105 a vida entre parentes, a ausência de sentimentos como alegria faz com que as pessoas se desloquem de uma aldeia para outra, atualizando as relações do parentesco. Assim, xamanismo e parentesco atendem a um mesmo objetivo, qual seja, a atenção ao estado emocional de cada um e à saúde. Ambos colocam em movimento os fluxos de saberes produtores da saúde e da alegria, possibilitando o prolongamento da existência humana. O trabalho de Pissolato se faz interessante porque, tendo como foco a pessoa, não deixa de se preocupar com questões referentes à coletividade mbya. Para ela, a reprodução social deste grupo indígena se faria pelo mecanismo da variação de perspectivas pessoais, o estabelecimento constante de novas relações, e não pela reiteração de uma tradição religiosa ou pela busca de locais privilegiados para o estabelecimento do tekoa. A autora peca apenas ao utilizar acriticamente noções, tais como sociedade e indivíduo, ou reprodução social, que têm sido revistas atualmente pela antropologia, discussão esta que acaba por ficar de fora da narrativa de Pissolato.

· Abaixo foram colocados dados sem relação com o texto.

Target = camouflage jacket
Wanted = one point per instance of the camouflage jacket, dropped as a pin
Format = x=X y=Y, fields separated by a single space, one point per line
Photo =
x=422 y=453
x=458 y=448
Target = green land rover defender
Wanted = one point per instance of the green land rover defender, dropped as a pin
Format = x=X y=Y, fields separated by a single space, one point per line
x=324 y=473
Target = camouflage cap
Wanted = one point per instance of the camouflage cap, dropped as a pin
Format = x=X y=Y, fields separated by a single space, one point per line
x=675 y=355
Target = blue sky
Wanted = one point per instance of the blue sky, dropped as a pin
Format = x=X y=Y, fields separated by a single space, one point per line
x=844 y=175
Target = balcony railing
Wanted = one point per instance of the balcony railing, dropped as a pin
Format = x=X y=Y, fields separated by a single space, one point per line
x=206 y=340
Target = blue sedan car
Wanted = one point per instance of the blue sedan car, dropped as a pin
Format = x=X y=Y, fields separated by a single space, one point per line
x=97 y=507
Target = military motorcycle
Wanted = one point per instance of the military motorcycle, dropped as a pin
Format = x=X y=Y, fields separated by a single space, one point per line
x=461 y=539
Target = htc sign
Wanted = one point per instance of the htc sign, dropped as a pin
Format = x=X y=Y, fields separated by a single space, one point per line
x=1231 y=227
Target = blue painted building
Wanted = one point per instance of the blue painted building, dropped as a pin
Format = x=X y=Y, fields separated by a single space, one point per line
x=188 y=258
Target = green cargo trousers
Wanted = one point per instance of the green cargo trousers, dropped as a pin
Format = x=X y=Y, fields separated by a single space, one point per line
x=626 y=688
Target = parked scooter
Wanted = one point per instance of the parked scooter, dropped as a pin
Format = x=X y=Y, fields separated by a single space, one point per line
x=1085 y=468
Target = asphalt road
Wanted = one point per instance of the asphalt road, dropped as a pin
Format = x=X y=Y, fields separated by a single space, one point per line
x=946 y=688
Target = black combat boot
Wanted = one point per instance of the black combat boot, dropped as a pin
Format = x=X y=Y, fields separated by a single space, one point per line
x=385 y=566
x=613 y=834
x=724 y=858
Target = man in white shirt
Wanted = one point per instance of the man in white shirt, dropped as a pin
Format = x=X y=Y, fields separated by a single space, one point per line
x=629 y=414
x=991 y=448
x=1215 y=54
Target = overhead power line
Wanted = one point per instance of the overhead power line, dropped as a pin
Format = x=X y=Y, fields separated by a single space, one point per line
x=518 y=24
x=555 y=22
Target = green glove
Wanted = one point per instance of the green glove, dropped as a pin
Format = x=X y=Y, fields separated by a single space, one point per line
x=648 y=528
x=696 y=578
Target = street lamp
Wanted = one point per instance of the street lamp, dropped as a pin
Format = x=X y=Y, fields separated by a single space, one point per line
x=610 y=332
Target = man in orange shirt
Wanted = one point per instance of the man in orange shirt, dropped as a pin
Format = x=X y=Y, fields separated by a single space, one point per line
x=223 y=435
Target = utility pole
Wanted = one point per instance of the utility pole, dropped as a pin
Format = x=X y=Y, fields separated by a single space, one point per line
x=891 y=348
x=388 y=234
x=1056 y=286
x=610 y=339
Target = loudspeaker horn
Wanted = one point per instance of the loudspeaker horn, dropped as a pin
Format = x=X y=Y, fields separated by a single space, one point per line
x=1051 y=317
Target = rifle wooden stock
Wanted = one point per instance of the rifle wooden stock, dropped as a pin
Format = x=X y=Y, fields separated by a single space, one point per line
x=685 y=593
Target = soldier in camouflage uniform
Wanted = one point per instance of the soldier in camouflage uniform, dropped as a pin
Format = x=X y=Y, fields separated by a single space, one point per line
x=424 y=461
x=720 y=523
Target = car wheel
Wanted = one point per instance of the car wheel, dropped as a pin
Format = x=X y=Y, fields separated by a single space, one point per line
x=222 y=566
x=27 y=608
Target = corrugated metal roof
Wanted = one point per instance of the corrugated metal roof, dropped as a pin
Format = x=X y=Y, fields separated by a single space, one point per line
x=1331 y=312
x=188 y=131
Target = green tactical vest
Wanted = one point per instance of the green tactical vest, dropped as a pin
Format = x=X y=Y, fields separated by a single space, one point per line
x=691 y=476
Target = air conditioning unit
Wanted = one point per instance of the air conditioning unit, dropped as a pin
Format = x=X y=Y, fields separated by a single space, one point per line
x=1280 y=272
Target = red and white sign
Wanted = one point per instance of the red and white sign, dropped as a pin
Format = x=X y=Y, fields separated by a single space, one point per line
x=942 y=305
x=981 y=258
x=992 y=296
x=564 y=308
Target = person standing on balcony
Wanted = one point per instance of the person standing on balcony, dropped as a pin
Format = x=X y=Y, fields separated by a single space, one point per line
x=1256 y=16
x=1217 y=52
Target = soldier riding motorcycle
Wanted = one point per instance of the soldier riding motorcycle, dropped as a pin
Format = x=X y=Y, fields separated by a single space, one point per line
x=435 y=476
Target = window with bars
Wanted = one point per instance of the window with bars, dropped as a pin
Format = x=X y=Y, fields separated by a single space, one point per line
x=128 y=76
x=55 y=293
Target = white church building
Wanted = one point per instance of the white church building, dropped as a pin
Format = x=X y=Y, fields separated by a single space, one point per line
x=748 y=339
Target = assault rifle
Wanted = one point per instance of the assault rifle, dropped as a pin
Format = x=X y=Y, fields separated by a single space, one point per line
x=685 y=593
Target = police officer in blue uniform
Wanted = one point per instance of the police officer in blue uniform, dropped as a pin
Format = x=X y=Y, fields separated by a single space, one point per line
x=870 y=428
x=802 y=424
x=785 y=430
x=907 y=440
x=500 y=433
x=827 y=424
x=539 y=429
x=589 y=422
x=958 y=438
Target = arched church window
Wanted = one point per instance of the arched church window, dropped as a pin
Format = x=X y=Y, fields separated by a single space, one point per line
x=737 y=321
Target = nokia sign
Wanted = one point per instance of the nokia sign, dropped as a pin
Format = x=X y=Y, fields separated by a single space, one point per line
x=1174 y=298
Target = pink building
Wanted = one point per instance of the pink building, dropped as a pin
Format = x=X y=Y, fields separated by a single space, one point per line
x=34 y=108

Isso é particularmente estranho em um trabalho tão antenado, como apontamos diversas vezes nessa resenha, aos debates contemporâneos da etnologia, os quais são não só caudatários dessas revisões como têm contribuído para elas. Talvez por isso mesmo essa omissão não ofusque o trabalho aqui apresentado e o fato dele abrir novas possibilidades para o entendimento dos grupos guarani. Dentre essas possibilidades, ressalte-se aqui o modo como a autora constrói sua argumentação evidenciando a relação entre parentesco, xamanismo e mobilidade e a duração da pessoa guarani mbya. Referências bibliográficas MELIÁ, Bartolomeu. A terra sem mal dos guarani: economia e profecia. Revista de Antropologia, São Paulo, v. 33, p. 33-46, 1990. PISSOLATO, Elizabeth de Paula. A duração da pessoa: mobilidade, parentesco e xamanismo mbya (guarani). São Paulo: Editora da UNESP, 2007. 446p.

106 VIVEIROS DE CASTRO, Eduardo. Atualização e contra-efetuação do virtual: o processo de parentesco. In:. A Inconstância da Alma Selvagem. São Paulo: Cosac e Naif, 2002. p. 401-455.